Short stories that leave you with hard-earned insights.
When Gwendolyn Brooks remarked that poetry was “life distilled”, she may have overlooked John Montague and his collection of short stories, A Ball of Fire, which, true to its name, comes alive in “a smothered explosion of colour”. Using tight poetic prose that is still conversational and a rhetorical diction evocative of Yeats, Montague does not need the sustained tension of a full novel to make you mourn an actor when he dies; five pages will suffice.
Born in Depression-era Brooklyn to a father he can’t recall, separated from his siblings four years later and sent to an Irish farmhouse to live with his aunts, losing his mother young but knowing a string of lovely ladies through his college and teaching days in the 1960s and 1970s, ultimately marrying thrice, all the time grappling with the meaning of rebellion, sex and identity, Montague’s experiences show in his writing.
In many stories, there is a boy, a young man, a traveller or an unhappy old man constantly placed in a situation he hasn’t been in before, still doused in desires he left the cradle with. There is always a quest, too — to know what love can be devoid of sex, what history can be bereft of adventure, what death can be in the absence of life … most exemplified in the collection’s three longer pieces, ‘The Lost Notebook’, ‘Death of a Chieftain’ and ‘Three Last Things’ respectively, all constructed in fine detail with a masterful understanding of human nature.
In fact, ‘The Lost Notebook’ overshadows all the stories that follow, except perhaps ‘Three Last Things,’ with its portrayal of two characters’ groping exploration of freedom and immortality while still trapped in their adolescent visions of grandeur. Using the first person, Montague draws attention to a young Irish poet touring Paris during a summer when he meets a troubled young American woman, and there begins a petulant affair. As he fumbles in bed so does she fumble with her aspirations to be a painter. The metaphors in it are everything from sumptuous to galling – in sharp contrast to the more languorous yet still ambitious ‘Death of a Chieftain’ — as the couple explores Paris, its museums, their paintings and sculptures, its tradition-laden streets brimming with opportunities for each to discover more about the other.

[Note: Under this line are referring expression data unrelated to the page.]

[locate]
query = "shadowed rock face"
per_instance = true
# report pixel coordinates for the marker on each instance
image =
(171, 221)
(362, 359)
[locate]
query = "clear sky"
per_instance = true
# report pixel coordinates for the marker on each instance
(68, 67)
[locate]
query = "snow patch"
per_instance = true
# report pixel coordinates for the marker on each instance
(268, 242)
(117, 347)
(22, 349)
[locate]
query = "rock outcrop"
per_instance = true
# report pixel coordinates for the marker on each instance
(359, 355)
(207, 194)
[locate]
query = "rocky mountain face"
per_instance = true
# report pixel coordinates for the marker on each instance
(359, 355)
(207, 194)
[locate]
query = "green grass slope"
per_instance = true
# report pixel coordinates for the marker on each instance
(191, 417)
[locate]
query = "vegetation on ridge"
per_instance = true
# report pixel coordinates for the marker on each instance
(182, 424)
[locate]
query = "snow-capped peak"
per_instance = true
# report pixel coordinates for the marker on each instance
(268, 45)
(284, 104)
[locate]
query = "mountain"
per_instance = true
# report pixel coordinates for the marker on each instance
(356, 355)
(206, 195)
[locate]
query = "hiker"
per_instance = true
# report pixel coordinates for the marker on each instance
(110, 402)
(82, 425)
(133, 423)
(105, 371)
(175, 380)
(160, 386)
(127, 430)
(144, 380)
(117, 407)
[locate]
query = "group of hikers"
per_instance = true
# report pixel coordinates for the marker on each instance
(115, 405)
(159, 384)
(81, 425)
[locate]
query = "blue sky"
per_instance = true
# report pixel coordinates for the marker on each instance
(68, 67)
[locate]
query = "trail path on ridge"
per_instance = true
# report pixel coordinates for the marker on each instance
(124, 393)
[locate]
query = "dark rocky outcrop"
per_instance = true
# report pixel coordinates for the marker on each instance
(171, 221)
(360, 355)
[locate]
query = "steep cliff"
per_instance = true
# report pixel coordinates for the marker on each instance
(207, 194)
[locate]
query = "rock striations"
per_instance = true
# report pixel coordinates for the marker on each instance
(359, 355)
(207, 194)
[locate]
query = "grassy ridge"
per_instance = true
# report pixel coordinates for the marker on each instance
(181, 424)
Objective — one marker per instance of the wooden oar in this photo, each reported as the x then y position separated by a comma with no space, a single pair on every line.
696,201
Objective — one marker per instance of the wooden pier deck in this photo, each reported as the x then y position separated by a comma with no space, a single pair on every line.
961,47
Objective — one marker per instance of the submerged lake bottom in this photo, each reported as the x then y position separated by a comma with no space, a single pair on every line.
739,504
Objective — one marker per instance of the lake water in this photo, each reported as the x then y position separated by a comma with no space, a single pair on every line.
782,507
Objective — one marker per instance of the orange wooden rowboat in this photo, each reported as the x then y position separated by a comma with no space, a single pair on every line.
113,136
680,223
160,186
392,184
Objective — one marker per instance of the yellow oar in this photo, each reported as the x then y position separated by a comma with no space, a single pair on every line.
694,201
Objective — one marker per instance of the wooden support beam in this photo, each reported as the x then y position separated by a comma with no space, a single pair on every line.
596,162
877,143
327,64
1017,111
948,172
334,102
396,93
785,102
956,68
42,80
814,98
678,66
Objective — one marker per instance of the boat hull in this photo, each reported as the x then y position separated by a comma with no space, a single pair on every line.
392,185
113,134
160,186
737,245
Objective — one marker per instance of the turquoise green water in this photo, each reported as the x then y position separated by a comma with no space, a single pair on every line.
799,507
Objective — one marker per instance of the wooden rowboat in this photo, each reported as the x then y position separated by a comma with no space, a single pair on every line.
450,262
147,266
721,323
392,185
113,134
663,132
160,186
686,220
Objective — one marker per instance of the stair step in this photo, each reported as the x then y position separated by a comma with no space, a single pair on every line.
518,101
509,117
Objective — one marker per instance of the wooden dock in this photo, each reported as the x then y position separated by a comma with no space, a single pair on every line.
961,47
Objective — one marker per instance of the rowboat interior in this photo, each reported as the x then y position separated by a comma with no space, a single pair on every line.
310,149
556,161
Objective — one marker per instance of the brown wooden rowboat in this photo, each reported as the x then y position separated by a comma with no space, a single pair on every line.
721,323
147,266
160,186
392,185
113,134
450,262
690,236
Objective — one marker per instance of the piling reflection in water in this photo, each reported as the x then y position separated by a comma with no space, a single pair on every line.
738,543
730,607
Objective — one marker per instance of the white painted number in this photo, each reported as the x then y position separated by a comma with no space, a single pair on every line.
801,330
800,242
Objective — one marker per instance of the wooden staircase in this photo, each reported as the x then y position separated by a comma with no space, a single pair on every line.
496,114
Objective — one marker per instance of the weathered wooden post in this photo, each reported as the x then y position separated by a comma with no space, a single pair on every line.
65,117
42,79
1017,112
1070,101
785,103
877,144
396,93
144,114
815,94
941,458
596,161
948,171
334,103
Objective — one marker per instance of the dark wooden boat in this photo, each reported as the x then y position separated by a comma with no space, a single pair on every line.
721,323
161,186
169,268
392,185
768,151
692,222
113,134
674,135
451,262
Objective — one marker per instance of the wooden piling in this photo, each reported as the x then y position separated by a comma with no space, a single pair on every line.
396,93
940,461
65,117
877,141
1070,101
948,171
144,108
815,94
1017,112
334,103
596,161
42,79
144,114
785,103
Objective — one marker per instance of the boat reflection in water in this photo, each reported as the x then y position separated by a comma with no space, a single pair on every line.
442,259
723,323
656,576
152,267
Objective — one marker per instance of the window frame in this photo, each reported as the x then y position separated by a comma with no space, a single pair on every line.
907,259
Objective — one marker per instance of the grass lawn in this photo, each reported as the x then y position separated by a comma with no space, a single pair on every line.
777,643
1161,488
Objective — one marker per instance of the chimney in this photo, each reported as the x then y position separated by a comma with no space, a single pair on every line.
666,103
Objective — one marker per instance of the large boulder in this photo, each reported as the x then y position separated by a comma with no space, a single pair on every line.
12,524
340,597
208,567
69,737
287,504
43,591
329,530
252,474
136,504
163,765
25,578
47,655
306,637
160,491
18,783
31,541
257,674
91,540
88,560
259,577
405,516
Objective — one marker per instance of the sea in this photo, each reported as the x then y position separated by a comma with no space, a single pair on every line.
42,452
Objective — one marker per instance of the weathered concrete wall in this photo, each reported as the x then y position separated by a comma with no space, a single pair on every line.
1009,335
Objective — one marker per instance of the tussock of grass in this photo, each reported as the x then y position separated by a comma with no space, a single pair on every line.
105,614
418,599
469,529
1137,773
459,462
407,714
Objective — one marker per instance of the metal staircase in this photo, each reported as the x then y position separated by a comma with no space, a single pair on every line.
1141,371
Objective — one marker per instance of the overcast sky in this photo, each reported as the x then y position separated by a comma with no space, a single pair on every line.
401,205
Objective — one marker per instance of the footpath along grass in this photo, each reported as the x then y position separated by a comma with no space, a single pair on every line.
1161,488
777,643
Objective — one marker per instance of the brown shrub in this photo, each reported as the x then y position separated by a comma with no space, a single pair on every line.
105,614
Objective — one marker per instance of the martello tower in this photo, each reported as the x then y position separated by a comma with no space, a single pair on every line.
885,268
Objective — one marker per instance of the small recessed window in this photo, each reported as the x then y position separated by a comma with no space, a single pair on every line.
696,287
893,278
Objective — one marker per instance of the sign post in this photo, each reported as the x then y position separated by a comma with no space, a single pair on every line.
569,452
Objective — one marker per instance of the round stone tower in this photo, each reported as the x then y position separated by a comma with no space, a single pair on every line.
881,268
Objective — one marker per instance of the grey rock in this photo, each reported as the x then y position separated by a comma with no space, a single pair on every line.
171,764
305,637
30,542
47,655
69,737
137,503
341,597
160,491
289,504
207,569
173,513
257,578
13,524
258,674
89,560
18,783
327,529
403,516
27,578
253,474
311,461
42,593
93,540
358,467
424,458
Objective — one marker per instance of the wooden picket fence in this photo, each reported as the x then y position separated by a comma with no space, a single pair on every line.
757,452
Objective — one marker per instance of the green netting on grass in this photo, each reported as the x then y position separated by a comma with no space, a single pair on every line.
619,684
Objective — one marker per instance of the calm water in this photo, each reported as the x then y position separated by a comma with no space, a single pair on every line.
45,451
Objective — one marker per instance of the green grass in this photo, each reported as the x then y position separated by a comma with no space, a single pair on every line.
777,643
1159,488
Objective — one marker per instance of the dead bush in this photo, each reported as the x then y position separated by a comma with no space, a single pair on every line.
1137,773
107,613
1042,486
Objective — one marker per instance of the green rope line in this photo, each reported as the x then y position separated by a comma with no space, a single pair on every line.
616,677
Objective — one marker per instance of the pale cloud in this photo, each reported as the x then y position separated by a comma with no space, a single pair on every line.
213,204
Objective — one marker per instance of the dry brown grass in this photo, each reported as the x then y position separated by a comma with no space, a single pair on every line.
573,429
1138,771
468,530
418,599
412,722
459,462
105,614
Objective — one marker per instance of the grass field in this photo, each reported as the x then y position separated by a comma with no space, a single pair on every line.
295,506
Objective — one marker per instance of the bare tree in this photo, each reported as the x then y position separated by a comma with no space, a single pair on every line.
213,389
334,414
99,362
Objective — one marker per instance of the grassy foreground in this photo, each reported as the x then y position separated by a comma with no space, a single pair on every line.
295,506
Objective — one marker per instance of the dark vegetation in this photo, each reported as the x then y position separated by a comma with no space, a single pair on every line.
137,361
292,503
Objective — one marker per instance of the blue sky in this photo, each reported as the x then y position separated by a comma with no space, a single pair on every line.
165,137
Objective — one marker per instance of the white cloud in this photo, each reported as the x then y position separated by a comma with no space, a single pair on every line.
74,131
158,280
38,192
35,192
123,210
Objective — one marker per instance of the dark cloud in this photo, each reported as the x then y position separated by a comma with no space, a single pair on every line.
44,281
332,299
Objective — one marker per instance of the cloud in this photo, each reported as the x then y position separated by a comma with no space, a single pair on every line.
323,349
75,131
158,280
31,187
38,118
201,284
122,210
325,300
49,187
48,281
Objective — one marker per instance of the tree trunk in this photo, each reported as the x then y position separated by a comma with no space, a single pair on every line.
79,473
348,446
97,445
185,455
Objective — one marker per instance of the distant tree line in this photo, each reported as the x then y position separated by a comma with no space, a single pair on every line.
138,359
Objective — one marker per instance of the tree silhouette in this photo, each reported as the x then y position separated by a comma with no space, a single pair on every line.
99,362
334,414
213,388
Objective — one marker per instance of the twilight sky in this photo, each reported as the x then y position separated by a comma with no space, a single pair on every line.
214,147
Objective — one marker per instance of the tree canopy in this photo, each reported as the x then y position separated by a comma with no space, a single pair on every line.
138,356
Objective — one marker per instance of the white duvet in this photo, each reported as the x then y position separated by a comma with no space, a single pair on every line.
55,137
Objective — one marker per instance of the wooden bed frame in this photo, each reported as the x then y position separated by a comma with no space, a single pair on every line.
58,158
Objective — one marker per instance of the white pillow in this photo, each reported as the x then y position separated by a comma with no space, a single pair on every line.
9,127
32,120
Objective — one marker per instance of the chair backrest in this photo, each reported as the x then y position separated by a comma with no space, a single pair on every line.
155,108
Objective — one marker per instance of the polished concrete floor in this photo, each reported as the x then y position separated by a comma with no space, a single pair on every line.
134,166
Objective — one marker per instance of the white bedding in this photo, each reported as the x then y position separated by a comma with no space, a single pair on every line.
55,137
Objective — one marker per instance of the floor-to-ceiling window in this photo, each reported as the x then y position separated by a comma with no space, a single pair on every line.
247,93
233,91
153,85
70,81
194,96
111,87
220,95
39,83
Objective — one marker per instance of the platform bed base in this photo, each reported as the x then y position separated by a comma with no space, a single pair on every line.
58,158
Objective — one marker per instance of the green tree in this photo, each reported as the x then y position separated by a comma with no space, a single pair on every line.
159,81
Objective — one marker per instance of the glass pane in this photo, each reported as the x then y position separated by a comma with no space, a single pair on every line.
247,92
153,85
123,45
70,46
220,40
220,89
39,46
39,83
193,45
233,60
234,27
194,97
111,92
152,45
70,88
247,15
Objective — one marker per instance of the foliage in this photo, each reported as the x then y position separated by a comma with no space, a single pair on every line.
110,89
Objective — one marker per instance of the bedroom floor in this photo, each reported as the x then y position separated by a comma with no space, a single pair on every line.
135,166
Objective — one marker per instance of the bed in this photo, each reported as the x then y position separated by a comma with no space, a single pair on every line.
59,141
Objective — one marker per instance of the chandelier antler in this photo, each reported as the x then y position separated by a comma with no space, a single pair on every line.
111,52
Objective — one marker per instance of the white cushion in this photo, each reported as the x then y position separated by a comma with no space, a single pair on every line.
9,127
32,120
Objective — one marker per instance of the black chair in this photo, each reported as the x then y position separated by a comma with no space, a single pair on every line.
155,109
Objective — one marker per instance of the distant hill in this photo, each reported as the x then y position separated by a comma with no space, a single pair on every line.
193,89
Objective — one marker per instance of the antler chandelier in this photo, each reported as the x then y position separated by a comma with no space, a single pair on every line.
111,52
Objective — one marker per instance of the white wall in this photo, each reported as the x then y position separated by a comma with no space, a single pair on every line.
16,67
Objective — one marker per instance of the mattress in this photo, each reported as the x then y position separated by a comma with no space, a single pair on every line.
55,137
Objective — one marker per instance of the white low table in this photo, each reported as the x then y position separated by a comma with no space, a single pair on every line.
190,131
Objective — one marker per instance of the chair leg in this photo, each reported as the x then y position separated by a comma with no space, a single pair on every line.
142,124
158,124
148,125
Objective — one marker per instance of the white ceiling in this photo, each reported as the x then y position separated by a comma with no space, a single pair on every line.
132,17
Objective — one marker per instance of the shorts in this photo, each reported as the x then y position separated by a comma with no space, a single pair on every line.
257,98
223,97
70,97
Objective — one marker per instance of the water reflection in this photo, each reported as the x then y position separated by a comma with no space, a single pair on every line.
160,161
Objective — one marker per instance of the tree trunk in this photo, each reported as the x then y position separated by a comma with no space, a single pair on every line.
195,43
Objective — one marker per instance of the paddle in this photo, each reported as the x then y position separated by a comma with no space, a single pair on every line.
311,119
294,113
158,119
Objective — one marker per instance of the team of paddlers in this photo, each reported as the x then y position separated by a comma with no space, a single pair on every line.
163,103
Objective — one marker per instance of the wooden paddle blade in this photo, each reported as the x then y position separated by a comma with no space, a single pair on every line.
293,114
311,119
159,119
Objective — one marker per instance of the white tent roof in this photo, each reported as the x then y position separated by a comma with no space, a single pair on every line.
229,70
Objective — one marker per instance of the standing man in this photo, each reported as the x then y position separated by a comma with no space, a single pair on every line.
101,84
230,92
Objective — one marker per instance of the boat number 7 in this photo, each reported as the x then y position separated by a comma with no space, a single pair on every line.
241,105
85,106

Despite the suggestion that sexual maturity has much to do with its artistic counterpart, the author keeps reminding you that they aren’t simply spanned by yearning. In fact, he often seems to reflect that the only true freedom that can be experienced in between birth and death is to be found in the bedroom. Montague alludes to this opinion in the ultimate ‘Three Last Things’, a profound meditation on what death could mean simply by virtue of being the end of a lifetime.
The other, shorter pieces are remarkable too, but just not as spectacular. A personal favourite is ‘A Love Present’, a story of a young boy who finds love residing in the proverbial last place that he’s looking, but still written with a warm conviction that makes you want to relive the episode. Another such tale is ‘Sugarbush, I Love You So’.
A Ball of Fire holds you with stories that start and end similarly but leave you with hard-earned insights that soothe. The reader is bound to chance upon moments frothing with just the same emotions you remember experiencing in similar instances from your life. To this end, and in the company of Montague’s poetic penmanship, the book is unforgettable.